La dématérialisation est bien avancée : au tribunal administratif de Strasbourg comme à la cour administrative d'appel de Paris, tous les magistrats, quelle que soit leur génération, utilisent la plateforme dans leur travail et leurs délibérations. L'an prochain l'application « télérecours » permettra à toutes les parties qui l'accepteront de saisir la justice administrative par le même certificat électronique que celui dont elles disposent par le réseau privé virtuel des avocats (RPVA) : elle sera expérimentée à partir du 31 mars à Nantes, Nancy et à la section du contentieux du Conseil d'État, avant d'être étendue aux autres juridictions le 1er septembre. Elle entraînera des gains de temps sur les tâches répétitives comme les expéditions, et se traduira par des économies sur l'affranchissement postal. Je suis confiant.
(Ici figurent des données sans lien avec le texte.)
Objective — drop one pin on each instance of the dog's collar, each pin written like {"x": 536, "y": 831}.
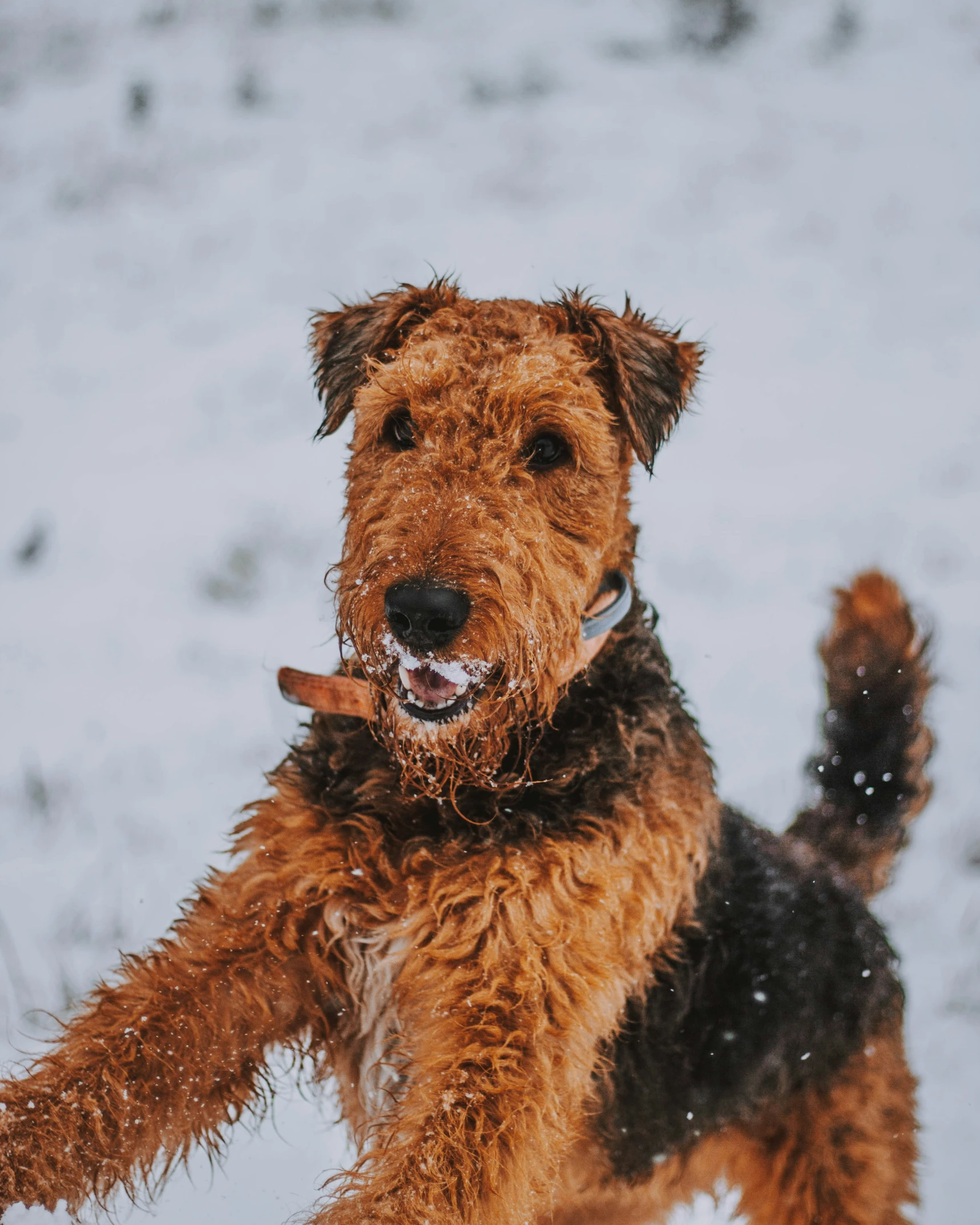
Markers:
{"x": 602, "y": 623}
{"x": 345, "y": 695}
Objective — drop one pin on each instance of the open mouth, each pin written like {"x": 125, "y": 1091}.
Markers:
{"x": 428, "y": 695}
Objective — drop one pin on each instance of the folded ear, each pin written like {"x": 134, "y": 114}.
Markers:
{"x": 647, "y": 373}
{"x": 344, "y": 340}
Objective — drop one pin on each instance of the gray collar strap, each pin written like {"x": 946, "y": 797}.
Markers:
{"x": 592, "y": 626}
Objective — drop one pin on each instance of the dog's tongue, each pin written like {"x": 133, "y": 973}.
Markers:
{"x": 429, "y": 686}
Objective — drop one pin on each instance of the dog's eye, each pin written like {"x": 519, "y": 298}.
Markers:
{"x": 546, "y": 451}
{"x": 400, "y": 432}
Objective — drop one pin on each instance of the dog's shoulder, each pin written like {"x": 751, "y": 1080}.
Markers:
{"x": 781, "y": 979}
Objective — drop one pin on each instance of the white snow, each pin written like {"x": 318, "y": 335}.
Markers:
{"x": 180, "y": 183}
{"x": 462, "y": 670}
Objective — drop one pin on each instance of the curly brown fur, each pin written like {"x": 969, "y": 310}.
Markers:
{"x": 872, "y": 773}
{"x": 551, "y": 978}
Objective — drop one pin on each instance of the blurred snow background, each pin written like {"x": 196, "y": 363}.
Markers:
{"x": 180, "y": 183}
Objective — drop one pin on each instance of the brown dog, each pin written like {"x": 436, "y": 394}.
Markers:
{"x": 554, "y": 979}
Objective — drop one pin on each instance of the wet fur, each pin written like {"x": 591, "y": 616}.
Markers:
{"x": 527, "y": 946}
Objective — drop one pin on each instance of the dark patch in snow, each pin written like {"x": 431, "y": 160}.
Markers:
{"x": 34, "y": 547}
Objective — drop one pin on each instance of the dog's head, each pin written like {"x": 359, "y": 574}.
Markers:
{"x": 487, "y": 501}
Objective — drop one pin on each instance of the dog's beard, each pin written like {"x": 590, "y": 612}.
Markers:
{"x": 489, "y": 744}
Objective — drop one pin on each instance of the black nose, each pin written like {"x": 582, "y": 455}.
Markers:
{"x": 425, "y": 615}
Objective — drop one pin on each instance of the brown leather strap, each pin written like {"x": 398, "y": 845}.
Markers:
{"x": 331, "y": 695}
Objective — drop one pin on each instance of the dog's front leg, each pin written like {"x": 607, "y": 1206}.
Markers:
{"x": 520, "y": 969}
{"x": 163, "y": 1058}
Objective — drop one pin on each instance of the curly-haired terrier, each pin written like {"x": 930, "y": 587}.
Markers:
{"x": 493, "y": 893}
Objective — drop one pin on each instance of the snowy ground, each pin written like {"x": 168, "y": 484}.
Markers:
{"x": 180, "y": 183}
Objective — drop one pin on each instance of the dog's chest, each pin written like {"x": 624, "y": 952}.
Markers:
{"x": 370, "y": 1058}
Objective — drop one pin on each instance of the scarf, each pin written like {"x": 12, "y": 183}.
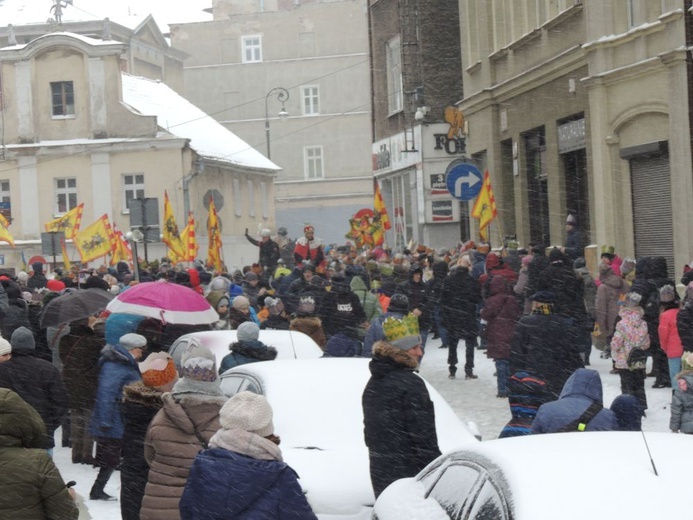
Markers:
{"x": 246, "y": 443}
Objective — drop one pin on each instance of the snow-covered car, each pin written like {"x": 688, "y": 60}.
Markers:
{"x": 318, "y": 415}
{"x": 290, "y": 344}
{"x": 571, "y": 476}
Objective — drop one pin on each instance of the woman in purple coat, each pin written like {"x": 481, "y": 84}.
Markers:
{"x": 500, "y": 311}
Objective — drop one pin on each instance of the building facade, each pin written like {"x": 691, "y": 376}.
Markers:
{"x": 309, "y": 61}
{"x": 582, "y": 107}
{"x": 417, "y": 78}
{"x": 76, "y": 129}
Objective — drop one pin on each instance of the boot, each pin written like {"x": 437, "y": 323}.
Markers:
{"x": 97, "y": 492}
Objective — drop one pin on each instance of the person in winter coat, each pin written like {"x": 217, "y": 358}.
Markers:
{"x": 245, "y": 462}
{"x": 526, "y": 394}
{"x": 80, "y": 351}
{"x": 610, "y": 291}
{"x": 651, "y": 275}
{"x": 31, "y": 484}
{"x": 247, "y": 348}
{"x": 684, "y": 320}
{"x": 277, "y": 318}
{"x": 398, "y": 308}
{"x": 269, "y": 250}
{"x": 628, "y": 412}
{"x": 16, "y": 313}
{"x": 179, "y": 431}
{"x": 500, "y": 312}
{"x": 369, "y": 302}
{"x": 220, "y": 301}
{"x": 581, "y": 390}
{"x": 239, "y": 312}
{"x": 682, "y": 401}
{"x": 21, "y": 375}
{"x": 399, "y": 418}
{"x": 117, "y": 368}
{"x": 544, "y": 345}
{"x": 341, "y": 310}
{"x": 459, "y": 299}
{"x": 141, "y": 402}
{"x": 631, "y": 333}
{"x": 669, "y": 338}
{"x": 415, "y": 291}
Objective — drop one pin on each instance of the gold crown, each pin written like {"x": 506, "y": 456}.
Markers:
{"x": 395, "y": 329}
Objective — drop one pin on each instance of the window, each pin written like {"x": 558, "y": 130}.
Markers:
{"x": 251, "y": 199}
{"x": 66, "y": 195}
{"x": 5, "y": 207}
{"x": 63, "y": 99}
{"x": 311, "y": 100}
{"x": 133, "y": 188}
{"x": 312, "y": 159}
{"x": 393, "y": 63}
{"x": 252, "y": 49}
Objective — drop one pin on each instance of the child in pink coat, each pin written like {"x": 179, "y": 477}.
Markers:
{"x": 668, "y": 332}
{"x": 630, "y": 333}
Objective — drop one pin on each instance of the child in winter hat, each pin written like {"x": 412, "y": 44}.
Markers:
{"x": 159, "y": 371}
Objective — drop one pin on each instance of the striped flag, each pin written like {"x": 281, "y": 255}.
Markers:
{"x": 68, "y": 223}
{"x": 95, "y": 241}
{"x": 484, "y": 207}
{"x": 379, "y": 206}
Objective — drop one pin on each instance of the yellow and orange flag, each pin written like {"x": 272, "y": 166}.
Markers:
{"x": 171, "y": 235}
{"x": 120, "y": 248}
{"x": 485, "y": 207}
{"x": 69, "y": 223}
{"x": 5, "y": 235}
{"x": 214, "y": 233}
{"x": 94, "y": 241}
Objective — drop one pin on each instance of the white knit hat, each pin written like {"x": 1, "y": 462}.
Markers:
{"x": 247, "y": 411}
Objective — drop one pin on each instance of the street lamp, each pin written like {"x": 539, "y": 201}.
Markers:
{"x": 282, "y": 96}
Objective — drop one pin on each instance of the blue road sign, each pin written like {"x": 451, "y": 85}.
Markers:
{"x": 463, "y": 180}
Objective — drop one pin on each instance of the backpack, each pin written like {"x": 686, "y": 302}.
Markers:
{"x": 637, "y": 359}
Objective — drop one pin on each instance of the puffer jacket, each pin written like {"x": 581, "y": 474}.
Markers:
{"x": 170, "y": 448}
{"x": 32, "y": 488}
{"x": 631, "y": 332}
{"x": 682, "y": 404}
{"x": 608, "y": 294}
{"x": 669, "y": 338}
{"x": 582, "y": 389}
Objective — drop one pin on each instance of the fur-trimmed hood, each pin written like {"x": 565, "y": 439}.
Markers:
{"x": 388, "y": 352}
{"x": 139, "y": 393}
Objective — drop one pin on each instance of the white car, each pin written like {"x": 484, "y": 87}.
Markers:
{"x": 290, "y": 344}
{"x": 318, "y": 415}
{"x": 567, "y": 476}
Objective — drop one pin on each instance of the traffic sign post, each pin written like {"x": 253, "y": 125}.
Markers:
{"x": 463, "y": 180}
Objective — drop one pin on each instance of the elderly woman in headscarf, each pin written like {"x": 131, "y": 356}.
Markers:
{"x": 182, "y": 428}
{"x": 245, "y": 462}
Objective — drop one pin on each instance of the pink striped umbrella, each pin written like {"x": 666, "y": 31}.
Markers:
{"x": 165, "y": 301}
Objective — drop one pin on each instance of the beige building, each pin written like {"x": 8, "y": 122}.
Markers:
{"x": 76, "y": 129}
{"x": 582, "y": 106}
{"x": 308, "y": 59}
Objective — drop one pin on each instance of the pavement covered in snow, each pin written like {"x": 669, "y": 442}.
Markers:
{"x": 473, "y": 400}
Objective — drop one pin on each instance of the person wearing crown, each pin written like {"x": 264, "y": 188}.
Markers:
{"x": 399, "y": 419}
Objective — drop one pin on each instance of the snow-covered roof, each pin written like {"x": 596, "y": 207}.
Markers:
{"x": 183, "y": 119}
{"x": 128, "y": 13}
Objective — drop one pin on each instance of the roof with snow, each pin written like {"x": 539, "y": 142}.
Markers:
{"x": 179, "y": 117}
{"x": 128, "y": 13}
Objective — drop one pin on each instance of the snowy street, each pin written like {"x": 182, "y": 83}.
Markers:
{"x": 473, "y": 400}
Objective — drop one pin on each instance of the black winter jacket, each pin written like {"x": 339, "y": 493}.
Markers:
{"x": 399, "y": 418}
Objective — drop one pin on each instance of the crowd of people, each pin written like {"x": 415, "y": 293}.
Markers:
{"x": 124, "y": 404}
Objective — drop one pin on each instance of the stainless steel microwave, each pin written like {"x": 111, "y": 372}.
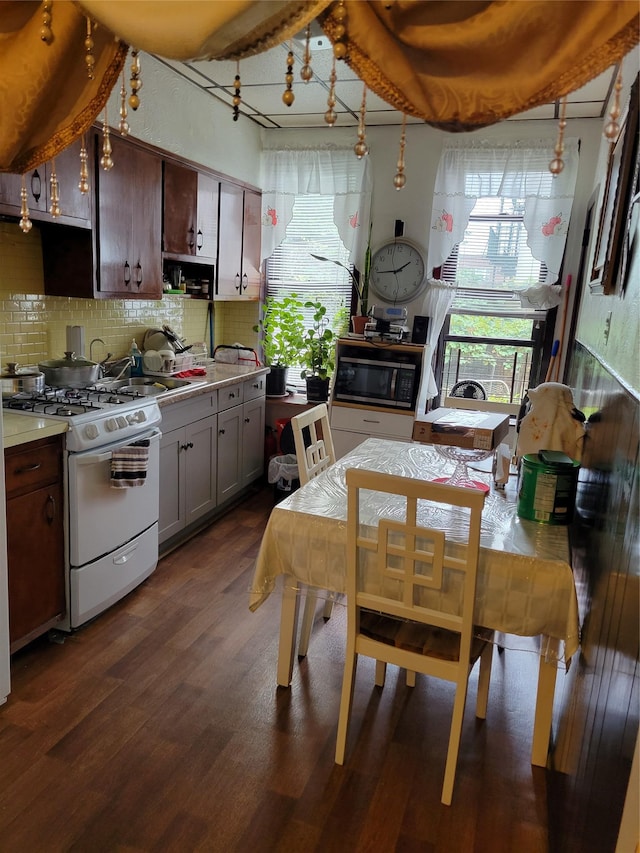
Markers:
{"x": 374, "y": 381}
La dispense de conclusions du rapporteur public dans certaines affaires n'est pas due à des considérations de productivité mais motivée par le souci de donner plus de liberté aux rapporteurs publics pour étudier de manière approfondie des affaires complexes. Les nombreuses évolutions de procédure ces quinze dernières années visaient à proportionner le traitement des affaires aux difficultés : le traitement par ordonnance n'est-il pas plus approprié qu'une audience publique pour une affaire irrecevable ? La collégialité est-elle toujours nécessaire ? L'appel est-il utile dès lors qu'existe une procédure de cassation directe devant le Conseil d'État ? J'ai nommé une commission pour dresser un bilan du décret important de juin 2003. Un nouvel état des lieux est en cours de finalisation, avec une série d'ajustements pour en tirer les enseignements. Nous pourrons revenir à la collégialité pour certains contentieux, ou faire progresser le recours au juge unique quand c'est nécessaire.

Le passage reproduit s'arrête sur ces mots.